“やり続ける”と言う事が競輪選手にとって一番大切
今は俯瞰した立場で“近畿の競輪”を見ているが、厳しさのある近畿の競輪を築き上げた。今の脇本雄太があるのもその厳しさがあったからこそ。村上博幸は「それぞれ色と言うか、特色があるので、他地区に関して意見は言わない様にしている。」
「今は(古性)優作や(稲川)翔に任せているので、僕から若手に直接言う事は少ない。日本選手権(GI)を見ていたけど、脇本がいないだけで、誰にもチャンスがある。脇本を勝ち上がりの段階で潰そうと思えば、それだけで消耗する。平原君は素晴らしい選手だけど、その運もあった。脇本が腰痛に苦しんでいるが、彼中心に競輪界は回っているんじゃないかな」。

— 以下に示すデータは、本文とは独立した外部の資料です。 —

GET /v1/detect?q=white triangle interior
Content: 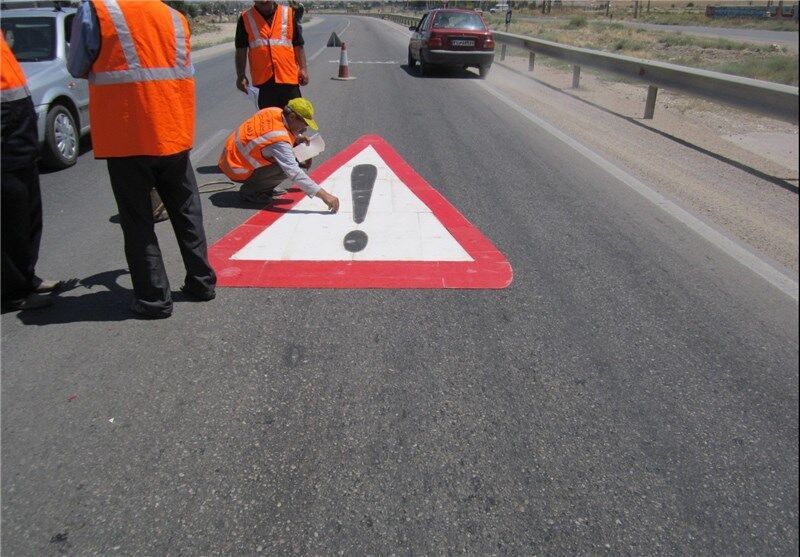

自身に付いては西武園記念の落車で無念にもダービーは欠場。そして復帰の舞台が玉野FIになった。
「無理すれば走れる状態だった。GIを獲る獲らないで勝負していた昔なら、体に痛みがあっても強行出場した。現状、このクラスを維持しているけど、そこまでの脚力ではない。逆に無理して走っても崩れるだけで、肉体的にも精神的にもダメージが残る」。
同世代と言っても良い平原康多のダービー制覇に関しては「彼は、怪我にも強いし、ずっとやり続けている! この“やり続ける”と言う事が競輪選手にとって一番大切。一時的に強い選手がいても、彼は理想を求めて我慢も続けている。頑張る事はできても、頑張り続ける事は難しいからね」。
そして玉野初日特選。近畿の目標は不在で犬伏湧也・佐々木豪・松岡貴久の本線ライン。中国は河端朋之に桑原大志。そして村上博幸と神田紘輔は連係せず、お互い単騎になった。
「ジカで犬伏君の番手勝負? いや、若手のマーカーでもないし、名前を売る必要もないからね。ジカで勝負するメリットはないよ(笑)。流れの中で何かやりたい」。
本番では瞬時の判断で犬伏湧也の番手をゲット。返す刀でゴール前は差し切った。3連単は4万円台の大穴になったが、村上ブランドは健在。
過去のGIのタイトルは松戸ダービー、立川グランプリ、高松全日本選抜、前橋親王牌。そして生涯獲得賞金は10億円越えで、現役で言うと19位(ちなみに現役1位は神山雄一郎の29億円)。
オーラを身にまとったままであるし、存在感のある走りをやり続けていく。